Note: there’s a lot that goes behind launching an Intranet. It’s not as cut and dry as I’m making it for the purposes of this blog series. Just want to make that disclaimer.
Many Intranets have their sites separated into an information architecture that reflects the structure of the overall organization division/department construct (similar to what was shown here https://westmorr.files.wordpress.com/2018/07/orgstructure.png). And that’s going to work well for Westmorr Consulting too. Sales meets with divisional heads from most departments to come up with a simple site structure which represents the layout and permissions for the core Intranet as well as specific access for the Sales Division; other divisions will implement a similar structure as appropriate.
Creating the Site Collection and First Site
Let’s walk through how to do this in O365. You’ll need to be a SharePoint Administrator in order to complete these upcoming steps (you can read here for more details on what that means).
- Navigate to your Microsoft Office 365 Portal and login.
- In the left hand navigation pane, expand “Admin centers” and click “SharePoint”
- In the ribbon, choose Site Collections > New > Private Site Collection
- Specify all appropriate values
- Use “Team site (classic experience)” for the “Template Selection” option.
- Specify yourself as the administrator.
- Don’t forget: this is a simplified example for a blog post
- In a real life scenario, there would be more space allocated than what’s shown in the image below
- You may use a different template
- The Intranet might be branded and may not be in the “/sites” site collection, etc.
- Let’s not derail…follow along, and you’ll learn principles that you can review with your team and consultants to make the right/best decisions for your company.
- Press OK
After the site collection is created, go and visit the URL. For example, https://mycompany.sharepoint.com/sites/intranet. It should look something like the following, which is the default layout for the “Team site (classic experience)” template you chose when creating the Intranet.
I promise that I will limit disclaimers, especially as more posts come out, but do want to point this out again: we’ll be making decisions around security for the sake of our example and to learn a couple of essential tasks involving site management – decisions like these should be reviewed with your peers and other owners of the Intranet.
Open the Control Gear and choose “Site Settings”. Then, choose “Site permissions” from underneath the “Users and Permissions” group of settings options.
Click the text “Intranet Visitors” so you can edit who in the organization is allowed to Read content in the Intranet. Referring to our diagram above, the decision was that all employees should be granted “Read” access.
You can see other groups too, “Intranet Owners” and “Intranet Members”. We’ll cover those later. There’s also a button reading “Access Request Settings” which we’ll get into when we create Departmental sites.

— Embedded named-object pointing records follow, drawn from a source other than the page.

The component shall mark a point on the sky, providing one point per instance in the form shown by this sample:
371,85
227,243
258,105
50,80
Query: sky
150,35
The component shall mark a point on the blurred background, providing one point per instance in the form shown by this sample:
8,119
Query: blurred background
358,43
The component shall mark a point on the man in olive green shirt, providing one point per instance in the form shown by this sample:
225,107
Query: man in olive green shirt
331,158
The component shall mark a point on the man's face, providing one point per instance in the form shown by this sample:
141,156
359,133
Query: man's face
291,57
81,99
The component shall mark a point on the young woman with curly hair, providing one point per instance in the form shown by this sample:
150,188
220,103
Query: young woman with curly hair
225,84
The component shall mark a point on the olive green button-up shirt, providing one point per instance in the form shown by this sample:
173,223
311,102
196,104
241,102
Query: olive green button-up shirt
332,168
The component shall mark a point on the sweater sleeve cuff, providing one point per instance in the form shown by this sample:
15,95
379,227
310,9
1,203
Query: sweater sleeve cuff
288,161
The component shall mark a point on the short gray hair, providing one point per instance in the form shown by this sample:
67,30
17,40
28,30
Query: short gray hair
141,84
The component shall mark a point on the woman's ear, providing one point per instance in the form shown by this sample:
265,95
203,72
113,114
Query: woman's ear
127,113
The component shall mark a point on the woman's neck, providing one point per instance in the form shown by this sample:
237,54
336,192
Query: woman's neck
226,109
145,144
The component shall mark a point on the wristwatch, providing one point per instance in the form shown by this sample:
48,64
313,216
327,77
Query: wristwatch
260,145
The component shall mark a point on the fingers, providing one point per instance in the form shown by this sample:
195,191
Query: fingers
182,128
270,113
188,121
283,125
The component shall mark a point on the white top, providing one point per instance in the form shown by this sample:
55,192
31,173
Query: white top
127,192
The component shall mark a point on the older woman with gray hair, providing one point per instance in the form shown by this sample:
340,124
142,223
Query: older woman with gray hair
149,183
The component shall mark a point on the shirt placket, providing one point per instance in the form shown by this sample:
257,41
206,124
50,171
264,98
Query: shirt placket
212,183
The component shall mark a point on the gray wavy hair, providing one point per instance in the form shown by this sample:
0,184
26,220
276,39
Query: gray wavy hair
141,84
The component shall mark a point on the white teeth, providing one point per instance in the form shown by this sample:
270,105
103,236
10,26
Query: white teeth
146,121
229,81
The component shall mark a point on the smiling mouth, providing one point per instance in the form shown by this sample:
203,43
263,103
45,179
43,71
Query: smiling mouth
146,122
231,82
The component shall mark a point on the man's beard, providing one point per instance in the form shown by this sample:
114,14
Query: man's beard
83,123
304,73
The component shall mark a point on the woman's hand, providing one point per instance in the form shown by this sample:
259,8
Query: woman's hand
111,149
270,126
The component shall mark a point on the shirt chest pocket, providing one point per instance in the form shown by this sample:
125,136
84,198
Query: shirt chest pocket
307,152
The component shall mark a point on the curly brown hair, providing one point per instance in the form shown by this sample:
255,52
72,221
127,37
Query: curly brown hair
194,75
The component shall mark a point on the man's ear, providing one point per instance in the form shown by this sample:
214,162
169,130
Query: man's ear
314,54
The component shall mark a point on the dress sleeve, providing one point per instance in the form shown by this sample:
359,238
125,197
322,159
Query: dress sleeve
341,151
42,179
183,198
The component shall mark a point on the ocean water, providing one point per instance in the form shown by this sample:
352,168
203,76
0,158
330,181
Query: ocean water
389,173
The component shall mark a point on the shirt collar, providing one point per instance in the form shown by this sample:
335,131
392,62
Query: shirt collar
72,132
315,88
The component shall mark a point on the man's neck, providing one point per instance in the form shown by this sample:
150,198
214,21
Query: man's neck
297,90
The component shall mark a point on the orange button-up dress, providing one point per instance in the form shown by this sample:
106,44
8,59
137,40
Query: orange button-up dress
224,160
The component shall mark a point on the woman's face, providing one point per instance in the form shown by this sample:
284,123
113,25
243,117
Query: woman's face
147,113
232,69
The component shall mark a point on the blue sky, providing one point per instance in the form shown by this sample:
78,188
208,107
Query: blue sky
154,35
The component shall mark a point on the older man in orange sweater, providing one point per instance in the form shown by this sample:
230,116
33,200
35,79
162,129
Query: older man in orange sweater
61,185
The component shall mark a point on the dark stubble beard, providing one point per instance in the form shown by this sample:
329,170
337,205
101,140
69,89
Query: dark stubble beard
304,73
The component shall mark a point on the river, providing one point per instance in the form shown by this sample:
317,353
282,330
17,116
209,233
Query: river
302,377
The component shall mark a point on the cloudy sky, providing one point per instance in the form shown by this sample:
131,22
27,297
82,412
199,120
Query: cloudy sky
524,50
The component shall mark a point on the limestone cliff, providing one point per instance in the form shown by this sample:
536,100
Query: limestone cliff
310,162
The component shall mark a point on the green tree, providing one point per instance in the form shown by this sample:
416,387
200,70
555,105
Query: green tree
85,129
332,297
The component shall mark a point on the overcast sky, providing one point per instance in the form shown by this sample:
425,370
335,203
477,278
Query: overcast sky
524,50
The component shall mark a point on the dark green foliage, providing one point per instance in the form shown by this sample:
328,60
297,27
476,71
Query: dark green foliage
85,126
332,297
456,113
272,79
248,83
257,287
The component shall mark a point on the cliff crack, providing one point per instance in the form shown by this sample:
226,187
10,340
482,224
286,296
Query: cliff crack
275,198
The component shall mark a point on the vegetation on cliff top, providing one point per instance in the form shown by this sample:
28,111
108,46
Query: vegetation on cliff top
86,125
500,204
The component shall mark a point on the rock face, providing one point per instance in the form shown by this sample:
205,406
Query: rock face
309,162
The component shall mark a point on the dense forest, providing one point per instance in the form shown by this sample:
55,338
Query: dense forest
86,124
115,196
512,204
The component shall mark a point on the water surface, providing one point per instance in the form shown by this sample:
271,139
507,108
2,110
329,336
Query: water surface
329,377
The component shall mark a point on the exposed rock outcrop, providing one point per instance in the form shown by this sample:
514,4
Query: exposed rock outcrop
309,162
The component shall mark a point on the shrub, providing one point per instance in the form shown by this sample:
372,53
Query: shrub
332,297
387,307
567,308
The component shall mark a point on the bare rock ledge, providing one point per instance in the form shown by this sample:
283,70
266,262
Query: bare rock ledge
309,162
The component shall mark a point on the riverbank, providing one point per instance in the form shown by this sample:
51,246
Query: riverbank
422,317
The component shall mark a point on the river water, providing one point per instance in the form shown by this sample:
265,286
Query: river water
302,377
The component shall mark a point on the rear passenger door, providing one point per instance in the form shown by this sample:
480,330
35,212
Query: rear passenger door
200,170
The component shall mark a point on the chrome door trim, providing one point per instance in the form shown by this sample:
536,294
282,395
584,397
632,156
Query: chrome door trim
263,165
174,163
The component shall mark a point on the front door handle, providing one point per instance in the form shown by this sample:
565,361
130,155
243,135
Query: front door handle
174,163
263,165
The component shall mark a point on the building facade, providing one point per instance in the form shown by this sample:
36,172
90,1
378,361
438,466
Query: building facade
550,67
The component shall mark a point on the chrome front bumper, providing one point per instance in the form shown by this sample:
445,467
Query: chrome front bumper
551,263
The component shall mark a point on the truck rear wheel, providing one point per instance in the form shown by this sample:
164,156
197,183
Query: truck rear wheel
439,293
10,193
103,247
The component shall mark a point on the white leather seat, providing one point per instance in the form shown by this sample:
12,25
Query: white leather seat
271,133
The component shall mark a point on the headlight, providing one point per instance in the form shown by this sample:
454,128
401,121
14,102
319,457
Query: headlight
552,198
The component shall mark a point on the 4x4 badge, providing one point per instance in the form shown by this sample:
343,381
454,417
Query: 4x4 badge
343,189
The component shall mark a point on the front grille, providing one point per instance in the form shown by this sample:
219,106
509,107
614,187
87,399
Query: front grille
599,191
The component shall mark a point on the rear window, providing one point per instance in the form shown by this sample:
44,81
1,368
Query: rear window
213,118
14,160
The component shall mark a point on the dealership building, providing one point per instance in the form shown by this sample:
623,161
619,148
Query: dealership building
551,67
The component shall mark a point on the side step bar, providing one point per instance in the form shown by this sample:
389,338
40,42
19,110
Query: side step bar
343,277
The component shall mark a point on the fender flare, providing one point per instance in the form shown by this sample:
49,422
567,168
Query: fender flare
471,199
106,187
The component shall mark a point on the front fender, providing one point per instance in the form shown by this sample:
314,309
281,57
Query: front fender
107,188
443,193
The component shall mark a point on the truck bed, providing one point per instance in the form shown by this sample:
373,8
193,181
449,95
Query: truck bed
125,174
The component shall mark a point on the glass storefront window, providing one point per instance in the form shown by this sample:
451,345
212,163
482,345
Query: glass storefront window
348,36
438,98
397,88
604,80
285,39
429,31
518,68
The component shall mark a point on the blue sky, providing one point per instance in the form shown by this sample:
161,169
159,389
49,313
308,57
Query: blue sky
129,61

Click “Intranet Visitors”…
In SharePoint Online, there are two preset groups available for you to use which address your need to add “everyone” to a given group. Those are appropriately named “Everyone” and “Everyone except external users“. You want to specify the latter, “Everyone Except External Users”, in the Intranet Visitors group to give all employees access while excluding those who are not part of your organization’s employee base (i.e. external users).
After clicking “Intranet Visitors”, choose New > Add Users. Then, in the dialog that appears, UNCHECK “Send an email invitation”, start typing “Everyone exc….”, and choose “Everyone except external users” when the group name auto resolves. Finally, press “Share”:
Congratulations! You (and Westmorr Consulting) now have an “Intranet” site collection with a top-level site. During creation, you granted “Read” level access to the Intranet to everyone in the organization.